Brad Mehldau has always been not only a favorite jazz pianist/composer for me, but also a great writer on what he does. His liner notes on each of his records can be very illuminating, not only with regards to his process but with regards to the way jazz musicians draw on the tradition of music that stretches back before 1900 (read: Classical music). He has an great article on his site called "Coltrane, Beethoven, Jimi Hendrix, and God." It first appeared in the August 2010 issue of Scope magazine. I am not going to debate religion here, and Mehldau does a great job sidestepping the issue in his article. Instead, he distinguishes between religion and spirituality, with special focus on music.

First, let's briefly discuss how he separates religion and spirituality.

The term “spiritual” in this context, though, perfectly expresses the vague, and I think, ambivalent relationship between art and morality that is part and parcel with modernity – let’s say, roughly, from the Renaissance onward, from the time that music starts becoming more about the individual composer and less an anonymous tribute to the Godhead.

I agree with Mehldau here - spirituality is a good concept to represent the link between art and morality. A religious experience might be as he describes here:

Religion, though, implies a moral directive. And here is the rub – the evidence of something fear-inspiring and larger than myself that I found in Coltrane’s music was not morally applicable to anything. It was not fear of retribution that I was feeling; it was not a negatively felt fear.

For most of the religions of the world, religion is not necessarily a set of moral guidelines, but rather a way of defining morality, often strictly and narrowly. The entire point of the article is to make the case that a spiritual experience is not necessarily inclusive of a religious experience. Something that seems paramount in making the move from good to great is to "abandon oneself to the music" or to "turn inward." I think that when people speak in vagaries like that they really mean one needs to develop a relationship with how music can be spiritual, or how art can create links with morality that do not necessarily outline a moral code.

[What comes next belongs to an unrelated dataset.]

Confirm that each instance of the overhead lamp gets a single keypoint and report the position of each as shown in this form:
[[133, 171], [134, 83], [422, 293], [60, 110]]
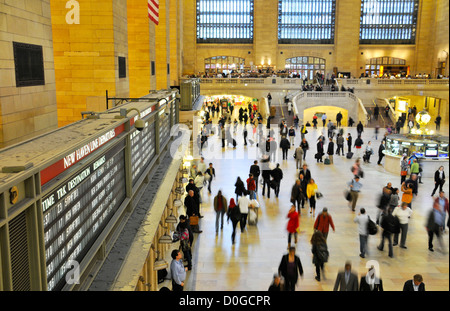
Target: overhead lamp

This gets to my belief that art is a way for humanity to explore humanity through a venue that resides outside humanity. Before creation, a great work of art exists within humanity, in the creator's mind. Once created, it lies separate from humanity, out in nature, whether that be in a wooden frame, on manuscript paper, as a series of moments in time (musical performance), etc. By creating artistic objects that lie outside the human mind, we are able to not only communicate a personal viewpoint, but we are able to create a viewing port into humanity.

I believe that musicians need to have a spiritual experience on some level to communicate that spirituality with listeners. In fact, I think that the communication, or unveiling, of spirituality is one of the most important facets of artistic creation. I would imagine that most people who reside in cultures that celebrate music can point to one or more times in their lives in which the experience of listening to music has enveloped them. Most of the time that experience involves emotion and knowledge coming together at a time ripe for that; a non-religious spiritual experience. It could happen in a religious setting, but I argue that even then it is a separate process. That experience is really the act of coming to terms with humanity through the guise of music. Hence I can still have that experience listening to Ornette Coleman's Shape of Jazz to Come, even though sometimes the music is not presented in a way that is traditional. I don't want to wade too far into aesthetics or the definition of beauty, but something doesn't have to be beautiful to make us understand humanity a bit better. The "vague and ambivalent relationship between art and morality" is a good thing, as it leaves things open to interpretation, and change.